Once every 50 years I revisit my boyhood home. At least that’s the pace I set last month when I imposed on a certain homeowner in Arlington’s charming Cherrydale neighborhood.
Trustingly, this stranger allowed me a Proustian tour of a memory-rich house whose floors I hadn’t traipsed since my age was single digits back in the 1950s.
Sure, I’ve often driven past the two-tone wood structure on North Monroe Street that my parents sold in pursuit of larger dreams over by Chain Bridge. But that was more as a lurker than a denizen of the historic community off Lee Highway named for an orchard in the 19th century.
Cherrydale was my family’s Arlington road not taken. So I boned up on its macro-changes — I-66, gentrification in this National Historic District — before indulging the personal.
“Fifty years ago, Cherrydale was a close-knit community, with a small home-town feeling, a thriving downtown, and our own overcrowded school,” says Kathryn Holt Springston, the all-but-official Cherrydale historian who gives Smithsonian walking tours of its century-old Sears homes. “The houses were mostly small, the yards big, and there was plenty of room for the kids to roam. Today Cherrydale is still close-knit, with neighbors who look out for each other and enjoy community activities — our annual parade, picnic and Christmas with Santa at the fire station,” she says. “We still have adorable smaller older homes, including many kit houses, despite the influx of newer huge monstrosities.”
(Springston, by the way, was my 1st-grade classmate at Cherrydale Elementary, which closed in 1970, giving way to the Cherrydale Health and Rehabilitation Center.)
Bob Witeck, a Cherrydale stalwart of 20 years who bought in part because of fond memories of nearby St. Agnes school, loves the proximity to Washington. There’s a “healthy mix of blue-collar families and younger professionals,” he adds, though “we’re not immune to developer appetites to tear down the old and stack up McMansions.”
The threat of “supersizing” also bugs the owner of my former home, who wonders why quantity of space is valued over quality. Having “loved the place the minute” she saw it, she gasps when I show her my photo of the 1930-vintage house around the time she arrived in the 1980s.

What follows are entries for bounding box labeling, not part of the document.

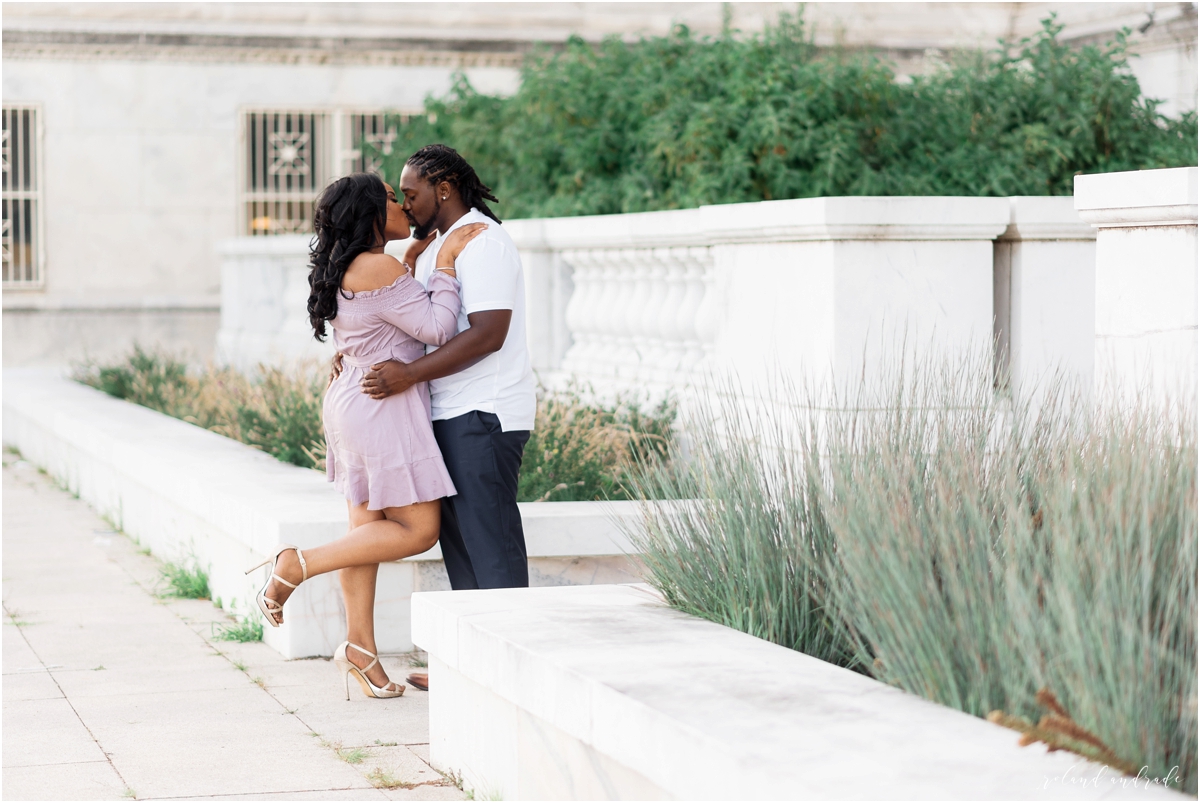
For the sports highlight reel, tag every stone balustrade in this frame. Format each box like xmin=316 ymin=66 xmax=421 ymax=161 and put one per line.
xmin=218 ymin=187 xmax=1180 ymax=403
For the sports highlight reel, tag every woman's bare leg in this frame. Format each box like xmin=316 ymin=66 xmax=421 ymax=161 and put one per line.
xmin=266 ymin=502 xmax=442 ymax=688
xmin=337 ymin=563 xmax=389 ymax=689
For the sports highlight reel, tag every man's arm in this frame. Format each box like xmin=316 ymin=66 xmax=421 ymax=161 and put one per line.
xmin=362 ymin=310 xmax=512 ymax=398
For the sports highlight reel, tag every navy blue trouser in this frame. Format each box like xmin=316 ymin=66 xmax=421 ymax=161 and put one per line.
xmin=433 ymin=411 xmax=529 ymax=591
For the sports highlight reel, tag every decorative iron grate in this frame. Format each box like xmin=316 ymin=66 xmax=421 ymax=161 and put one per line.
xmin=0 ymin=106 xmax=44 ymax=288
xmin=242 ymin=110 xmax=415 ymax=235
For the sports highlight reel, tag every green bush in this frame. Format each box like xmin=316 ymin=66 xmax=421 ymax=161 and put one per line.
xmin=517 ymin=386 xmax=676 ymax=502
xmin=380 ymin=16 xmax=1198 ymax=217
xmin=630 ymin=360 xmax=1198 ymax=795
xmin=76 ymin=347 xmax=674 ymax=502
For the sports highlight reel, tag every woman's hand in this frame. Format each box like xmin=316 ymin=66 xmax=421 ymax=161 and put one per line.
xmin=437 ymin=223 xmax=487 ymax=270
xmin=402 ymin=229 xmax=438 ymax=265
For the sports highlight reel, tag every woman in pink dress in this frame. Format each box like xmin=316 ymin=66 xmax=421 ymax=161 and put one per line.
xmin=247 ymin=173 xmax=487 ymax=700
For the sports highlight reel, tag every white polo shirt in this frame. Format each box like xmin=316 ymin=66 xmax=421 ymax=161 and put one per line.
xmin=414 ymin=209 xmax=538 ymax=432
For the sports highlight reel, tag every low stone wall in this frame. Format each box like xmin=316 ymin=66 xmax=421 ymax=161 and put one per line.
xmin=413 ymin=586 xmax=1183 ymax=801
xmin=4 ymin=368 xmax=636 ymax=658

My reminiscences may have bored her, but she cheerfully guided me to the kitchen that, for me is the primordial kitchen, with its cozy pantry where my mother stored mysterious bottles labeled “quinine water.” Still intact was the back porch where I burned my hand on a Fourth of July sparkler. And the stairs down which my father fell and broke his leg, having slipped on a grape dropped by me or my brother (more likely him!).
Recognizable beneath the current decorating scheme is the TV room where I watched “American Bandstand” and mocked my dad for watching something called “Meet the Press” (which I now watch).
The changes have been minor, my hostess assures me-new exterior vinyl, a fancier backyard garden, front-door surroundings recast after the rotting of a bench and lattice.
Back outside, I stroll and recover more memories: The vanished alley once occupied by Mr. Dortzbach’s plumbing truck, our penny-candy store now a Philippine market, the wooden box down the block I believe is Arlington’s smallest house.
It was a lovely walk down the road not taken.